Dr. Thomas O'Hagan (March 6, 1855 - March 1, 1939) was a Canadian poet, teacher, and academic. He was born in the Gore of Toronto (now part of Mississauga, Ontario), the youngest of five children of John and Bridget (O'Reilly) O'Hagan. When he was less than a year old, the family moved to rural Bruce Country, near the village of Paisley, where he grew up. He attended St. Michael's College in Toronto, and then the University of Ottawa, where he received a Bachelor of Arts in 1882 and Master of Arts in 1885., and Syracuse University in 1889, where he was awarded a Ph.D. in 1889.. He also did postgraduate work at Cornell, Columbia, Chicago, Louvain, Grenoble and Fribourg Universities. He alternated, and paid for, his studies with periods of teaching. From 1884 to 1888 he taught classics and history at Barrie, Pembroke, and Mitchell Collegiates. After graduating from Syracuse he taught at Walkerton High School, and then became principal of Waterdown Collegiate. He wrote both poetry and academic essays, and became known as a popular lecturer on many subjects. From 1910 to 1913 he was chief editor of The New World in Chicago. He was a regular contributor to the Catholic World magazine for over 30 years. He died, after a two-year illness, at Mercy Hospital in Toronto. He is buried at St. Mary Immaculate Church in Chepstow, Ontario. Writing O'Hagan's first book of poetry, A Gate of Flowers, was praised by John Greenleaf Whittier, Oliver Wendell Holmes, Sr., Louis Fréchette, and Charles G.D. Roberts. Poet Nicholas Flood Davin wrote to him: "I cannot deny myself the pleasure of telling you what I think about these verses. They are instinct with true inspiration, and should have, for all time, a place in Irish literature." The Canadian Magazine called "The Song My Mother Sings" (from his second book, In Dreamland') "the finest poem of its kind ever published in Canada)
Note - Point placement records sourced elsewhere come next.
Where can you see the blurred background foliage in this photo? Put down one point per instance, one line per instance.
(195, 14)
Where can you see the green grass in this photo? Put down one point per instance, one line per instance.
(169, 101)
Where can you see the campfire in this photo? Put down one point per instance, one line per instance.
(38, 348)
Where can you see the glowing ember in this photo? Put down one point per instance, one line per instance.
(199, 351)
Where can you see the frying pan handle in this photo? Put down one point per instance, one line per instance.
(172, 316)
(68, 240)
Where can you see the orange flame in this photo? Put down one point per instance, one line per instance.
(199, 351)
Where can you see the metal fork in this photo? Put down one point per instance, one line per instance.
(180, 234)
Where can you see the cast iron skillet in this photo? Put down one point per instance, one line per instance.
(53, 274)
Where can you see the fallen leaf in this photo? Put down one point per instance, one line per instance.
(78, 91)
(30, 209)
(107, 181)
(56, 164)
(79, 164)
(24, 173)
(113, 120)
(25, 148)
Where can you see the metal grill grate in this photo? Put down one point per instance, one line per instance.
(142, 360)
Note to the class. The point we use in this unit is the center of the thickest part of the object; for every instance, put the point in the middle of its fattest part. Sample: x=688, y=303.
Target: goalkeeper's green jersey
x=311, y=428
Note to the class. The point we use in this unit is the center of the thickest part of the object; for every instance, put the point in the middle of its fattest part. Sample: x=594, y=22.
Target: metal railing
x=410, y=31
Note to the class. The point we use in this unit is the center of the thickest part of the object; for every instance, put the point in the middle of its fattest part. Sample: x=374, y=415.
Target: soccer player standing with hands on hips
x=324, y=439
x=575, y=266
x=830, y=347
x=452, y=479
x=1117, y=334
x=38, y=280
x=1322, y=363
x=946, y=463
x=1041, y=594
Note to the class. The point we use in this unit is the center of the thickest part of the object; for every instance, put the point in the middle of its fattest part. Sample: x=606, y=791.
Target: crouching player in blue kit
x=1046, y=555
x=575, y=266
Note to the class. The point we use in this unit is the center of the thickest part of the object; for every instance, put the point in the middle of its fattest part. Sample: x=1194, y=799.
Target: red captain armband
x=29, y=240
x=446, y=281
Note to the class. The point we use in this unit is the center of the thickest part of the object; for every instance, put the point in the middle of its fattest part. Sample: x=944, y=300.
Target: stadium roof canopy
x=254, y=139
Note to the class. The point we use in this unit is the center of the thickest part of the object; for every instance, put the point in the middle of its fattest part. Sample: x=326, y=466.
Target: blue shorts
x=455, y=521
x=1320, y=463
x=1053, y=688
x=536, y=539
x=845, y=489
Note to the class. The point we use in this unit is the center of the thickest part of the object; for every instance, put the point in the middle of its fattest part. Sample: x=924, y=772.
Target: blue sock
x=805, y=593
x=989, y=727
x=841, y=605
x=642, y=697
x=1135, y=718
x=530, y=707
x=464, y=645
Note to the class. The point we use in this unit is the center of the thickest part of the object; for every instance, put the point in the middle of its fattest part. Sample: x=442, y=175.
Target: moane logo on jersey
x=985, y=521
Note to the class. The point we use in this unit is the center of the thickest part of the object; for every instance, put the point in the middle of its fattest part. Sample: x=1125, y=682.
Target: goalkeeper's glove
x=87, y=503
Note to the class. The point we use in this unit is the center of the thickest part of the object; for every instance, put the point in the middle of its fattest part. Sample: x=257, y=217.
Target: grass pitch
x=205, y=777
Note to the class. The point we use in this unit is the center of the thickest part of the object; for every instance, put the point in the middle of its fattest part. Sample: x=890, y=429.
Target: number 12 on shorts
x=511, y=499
The Best Poem Of Thomas O'Hagan

The Old Brindle Cow

OF all old memories that cluster round my heart,
With their root in my boyhood days,
The quaintest is linked to the old brindle cow
With sly and mysterious ways.
She'd linger round the lot near the old potato patch,
A sentinel by night and by day,
Watching for the hour when all eyes were asleep,
To start on her predatory way.

The old brush fence she would scorn in her course,
With turnips and cabbage just beyond,
And corn that was blooming through the halo of the night–
What a banquet so choice and so fond!
But when the stars of morn were paling in the sky
The old brindle cow would take the cue,
And dressing up her line she'd retreat beyond the fence,
For the old cow knew just what to do.

What breed did you say? Why the very best blood
That could flow in a democratic cow;
No herd-book could tell of the glory in her horns
Or whence came her pedigree or how:
She was Jersey in her milk and Durham in her build,
And Ayrshire when she happened in a row,
But when it came to storming the old 'slash' fence
She was simply the old brindle cow.

It seems but a day since I drove her to the gate
To yield up her rich and creamy prize;
For her theft at midnight hour she would yield a double dower,
With peace of conscience lurking in her eyes.



But she's gone–disappeared with the ripened years of time,
Whose memories my heart enthrall e'en now;
And I never hear a bell tinkling through the forest dell
But I think of that old brindle cow.